A tunable antenna, such as an antenna that uses a motor to reel and unreel a metal tape inside a tube such as a SteppIR, or a "screwdriver" mobile antenna that uses a motor to adjust a loading coil, can cover the entire HF band with a low SWR, as long as you don't mind a short wait to tune the antenna after you change frequencies. But if the antenna is to be power-efficient and cover the 80m band, it must also be large. Unfortunately, there is no easy way around the efficiency problem. "Screwdriver" mobile antennas aren't very large, because they are sized to fit on moving vehicles, but their efficiencies on 80m are terrible. I haven't experimented with a screwdriver antenna myself, but I wouldn't be surprised to hear that typical efficiency on 80m was 1-2%.
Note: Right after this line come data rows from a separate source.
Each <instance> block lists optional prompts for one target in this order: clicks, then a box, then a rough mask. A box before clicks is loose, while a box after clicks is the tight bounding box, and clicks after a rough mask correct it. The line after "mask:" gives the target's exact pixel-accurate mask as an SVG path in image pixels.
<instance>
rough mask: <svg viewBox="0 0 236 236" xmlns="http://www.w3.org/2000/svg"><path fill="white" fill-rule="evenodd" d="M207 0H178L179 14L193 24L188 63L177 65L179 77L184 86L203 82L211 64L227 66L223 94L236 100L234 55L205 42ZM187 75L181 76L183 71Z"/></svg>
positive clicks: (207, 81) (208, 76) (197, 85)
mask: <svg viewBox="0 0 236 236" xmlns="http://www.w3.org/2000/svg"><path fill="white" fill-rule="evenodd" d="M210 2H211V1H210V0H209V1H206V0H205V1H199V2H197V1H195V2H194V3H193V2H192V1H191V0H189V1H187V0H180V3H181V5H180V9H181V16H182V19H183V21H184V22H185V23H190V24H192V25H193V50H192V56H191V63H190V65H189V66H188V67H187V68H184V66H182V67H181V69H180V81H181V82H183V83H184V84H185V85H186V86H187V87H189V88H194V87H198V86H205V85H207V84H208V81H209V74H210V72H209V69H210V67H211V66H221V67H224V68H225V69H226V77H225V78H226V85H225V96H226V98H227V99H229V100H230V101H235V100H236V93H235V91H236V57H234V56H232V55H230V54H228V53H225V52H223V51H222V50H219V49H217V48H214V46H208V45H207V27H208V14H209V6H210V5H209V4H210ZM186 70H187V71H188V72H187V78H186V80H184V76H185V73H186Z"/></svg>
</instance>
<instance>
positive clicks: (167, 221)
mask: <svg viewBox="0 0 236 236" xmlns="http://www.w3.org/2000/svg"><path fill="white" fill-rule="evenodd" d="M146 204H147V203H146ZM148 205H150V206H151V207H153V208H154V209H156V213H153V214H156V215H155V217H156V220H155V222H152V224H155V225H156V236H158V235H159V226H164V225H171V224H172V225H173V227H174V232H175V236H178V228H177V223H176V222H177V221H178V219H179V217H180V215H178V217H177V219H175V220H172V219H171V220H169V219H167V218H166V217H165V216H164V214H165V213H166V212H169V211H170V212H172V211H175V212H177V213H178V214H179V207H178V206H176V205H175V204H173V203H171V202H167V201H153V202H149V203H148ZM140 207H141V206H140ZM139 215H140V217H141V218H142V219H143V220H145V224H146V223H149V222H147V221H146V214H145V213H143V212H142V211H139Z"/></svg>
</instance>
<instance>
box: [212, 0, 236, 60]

A small "magnetic" loop transmitting antenna can be compact. The problem there is that there is a tuning capacitor that must be adjusted when the frequency changes, and also transmitting a reasonable amount of power at the lower frequencies requires enormous current in the loop. This means that the more resistance the loop has, the less power-efficient the antenna will be. I don't know what typical efficiencies are, but I suspect they are also quite low. Careful construction with premium materials helps a lot, from what I've heard.
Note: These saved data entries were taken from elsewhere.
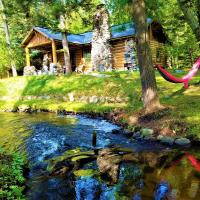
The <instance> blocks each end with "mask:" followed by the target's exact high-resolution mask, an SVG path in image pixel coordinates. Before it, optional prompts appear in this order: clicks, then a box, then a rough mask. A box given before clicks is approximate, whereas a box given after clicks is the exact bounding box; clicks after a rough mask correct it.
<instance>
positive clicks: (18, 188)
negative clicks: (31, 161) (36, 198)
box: [0, 148, 25, 199]
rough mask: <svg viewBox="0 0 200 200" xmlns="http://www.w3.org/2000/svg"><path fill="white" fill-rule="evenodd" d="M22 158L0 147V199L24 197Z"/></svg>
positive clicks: (21, 197) (12, 198)
mask: <svg viewBox="0 0 200 200" xmlns="http://www.w3.org/2000/svg"><path fill="white" fill-rule="evenodd" d="M23 165H24V158H23V157H22V156H20V155H19V154H16V153H8V152H5V151H4V150H3V149H2V148H0V199H25V197H24V195H23V190H24V188H25V178H24V177H23Z"/></svg>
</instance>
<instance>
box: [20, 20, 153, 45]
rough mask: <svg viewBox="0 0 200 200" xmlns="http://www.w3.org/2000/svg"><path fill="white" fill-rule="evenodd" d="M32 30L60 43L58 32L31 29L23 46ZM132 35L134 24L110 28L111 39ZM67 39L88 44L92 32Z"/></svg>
mask: <svg viewBox="0 0 200 200" xmlns="http://www.w3.org/2000/svg"><path fill="white" fill-rule="evenodd" d="M147 22H148V23H149V24H150V23H152V19H150V18H148V19H147ZM34 30H36V31H37V32H39V33H41V34H42V35H44V36H46V37H47V38H48V39H53V40H57V41H62V35H61V33H60V32H54V31H52V30H51V29H48V28H42V27H33V29H32V30H31V31H30V32H29V34H28V35H27V36H26V38H25V39H24V40H23V42H22V45H25V44H27V43H28V41H29V38H30V35H31V32H32V31H34ZM132 35H135V26H134V23H126V24H120V25H114V26H112V27H111V39H118V38H122V37H128V36H132ZM67 39H68V42H70V43H74V44H89V43H91V41H92V31H89V32H85V33H81V34H68V35H67Z"/></svg>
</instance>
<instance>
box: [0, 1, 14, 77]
mask: <svg viewBox="0 0 200 200" xmlns="http://www.w3.org/2000/svg"><path fill="white" fill-rule="evenodd" d="M0 9H1V10H0V11H1V15H2V21H3V28H4V32H5V37H6V43H7V48H8V53H9V55H10V65H11V68H12V74H13V76H14V77H16V76H17V70H16V66H15V62H14V59H13V56H12V48H11V40H10V33H9V28H8V21H7V17H6V13H5V8H4V4H3V1H2V0H0Z"/></svg>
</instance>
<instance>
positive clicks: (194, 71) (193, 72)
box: [155, 57, 200, 89]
As I said, there is no easy way around the efficiency problem. But the magic of ham radio can help make up for this. QRP aficionados enjoy the challenge of transmitting with low power; the usual definition for QRP is 5 W or less. You might be surprised to know what QRPers can pull off. 100 W or 200 W into an inefficient antenna can produce the same amount of radiated RF power as 5 W into an efficient antenna. I can tell you from personal experience that sometimes propagation can really surprise. My first European QSO (from the West Coast of North America, which is usually a difficult path) was gray-line propagation using 11 W CW to an omnidirectional vertical on 20m, with a ham in an apartment building in Estonia, at the bottom of the sunspot cycle. Not quite QRP, but close. He was clearly intelligible for a few minutes, I made the contact, and then he vanished. Wow, what a thrill that was! Propagation like that isn't common, but it's not rare either; it's there if you look for it.